The Business Need
A leading U.S based information provider connecting people, projects, and products across the construction industry had a requirement to aggregate construction tender information from government/public sources across the world. The client was a leading provider of market, project and product information, plans, and specifications, data solutions, industry news, trends, and forecasts in the US, serving more than two million customers in the global construction industry through various products and more than 10 regional publications.
They also required our technical expertise to build a robust database to dispense construction project information to customers and to track and aggregate thousands of trusted sources in real time.
Challenges we faced
Data had to be fetched from more than 20K websites which were from different geographies and posed a challenge on the language front.

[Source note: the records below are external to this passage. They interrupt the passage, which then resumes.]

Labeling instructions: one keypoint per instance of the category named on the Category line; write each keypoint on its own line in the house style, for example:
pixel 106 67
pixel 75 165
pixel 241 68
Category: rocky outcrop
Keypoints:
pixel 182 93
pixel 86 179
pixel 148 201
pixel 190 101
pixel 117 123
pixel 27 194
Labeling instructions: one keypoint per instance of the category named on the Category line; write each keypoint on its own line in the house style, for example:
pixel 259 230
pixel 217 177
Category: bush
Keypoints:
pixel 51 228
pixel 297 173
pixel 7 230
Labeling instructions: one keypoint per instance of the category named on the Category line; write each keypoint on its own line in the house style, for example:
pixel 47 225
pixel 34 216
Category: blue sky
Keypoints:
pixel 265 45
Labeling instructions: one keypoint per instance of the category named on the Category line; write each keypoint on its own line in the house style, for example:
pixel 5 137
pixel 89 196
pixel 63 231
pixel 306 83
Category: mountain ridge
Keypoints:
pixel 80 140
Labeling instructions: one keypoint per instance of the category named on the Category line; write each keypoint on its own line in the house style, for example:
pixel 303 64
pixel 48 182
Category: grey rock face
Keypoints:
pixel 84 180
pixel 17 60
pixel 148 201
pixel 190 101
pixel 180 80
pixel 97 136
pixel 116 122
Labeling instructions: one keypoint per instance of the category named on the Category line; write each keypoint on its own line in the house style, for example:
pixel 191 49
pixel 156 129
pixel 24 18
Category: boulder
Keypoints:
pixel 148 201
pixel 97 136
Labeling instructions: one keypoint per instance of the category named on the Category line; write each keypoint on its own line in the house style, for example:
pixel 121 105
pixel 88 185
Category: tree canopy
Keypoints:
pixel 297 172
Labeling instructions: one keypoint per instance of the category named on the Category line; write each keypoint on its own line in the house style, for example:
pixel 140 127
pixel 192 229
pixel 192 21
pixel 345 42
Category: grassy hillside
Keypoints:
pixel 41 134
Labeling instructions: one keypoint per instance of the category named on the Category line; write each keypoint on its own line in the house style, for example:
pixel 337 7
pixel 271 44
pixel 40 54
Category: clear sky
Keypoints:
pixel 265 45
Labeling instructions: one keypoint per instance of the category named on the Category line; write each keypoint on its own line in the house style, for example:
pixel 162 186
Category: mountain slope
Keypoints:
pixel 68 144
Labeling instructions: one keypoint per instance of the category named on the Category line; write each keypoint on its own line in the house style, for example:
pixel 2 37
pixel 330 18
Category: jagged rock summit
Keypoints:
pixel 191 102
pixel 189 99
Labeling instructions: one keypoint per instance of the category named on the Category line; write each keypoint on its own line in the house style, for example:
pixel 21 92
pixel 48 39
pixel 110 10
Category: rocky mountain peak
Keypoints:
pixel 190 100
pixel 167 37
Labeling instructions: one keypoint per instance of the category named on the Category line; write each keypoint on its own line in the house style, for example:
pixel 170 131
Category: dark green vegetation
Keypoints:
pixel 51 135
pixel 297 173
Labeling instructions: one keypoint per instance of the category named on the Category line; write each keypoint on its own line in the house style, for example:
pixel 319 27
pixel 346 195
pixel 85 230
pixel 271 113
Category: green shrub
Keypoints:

All these sources had to be constantly tracked and data had to be fetched in near real-time.
The information was also seen in varied data formats which called for a sharpened aggregation approach.
Aggregated data from the websites also had the possibility of containing repetitive information creating the need for a tight deduplication process.
How we solved the problem
Mobius built a sophisticated technology framework to harvest data from more than 20,000 websites across the US, Canada, UK, Germany & France. The gathered data was then normalized based on the general and client system-specific conventions, and their process information.
Since a huge number of data sources were involved, a custom technology architecture was developed on our workflow platform - Worxtream that boosted the efficiency to track websites and download construction related documents in the form of PDFs, feeds, and many more.
A robust back-end database was set in place to handle the voluminous scale of data processing and time-zone specific crawl schedules were framed to process data sources from different geolocations that needed unique time windows for data extraction.
Exemplary digitized outputs of consistently high accuracy levels of up to 99.56%, way above the contractual standard of 95% were achieved in a fast and reliable manner. While 39 digitized records per hour were expected on an average, we delivered 47 records pushing the productivity levels by about 21% per hour. Achieving top-notch quality in digitization with an optimally numbered proficient team, earned us accolades from our client.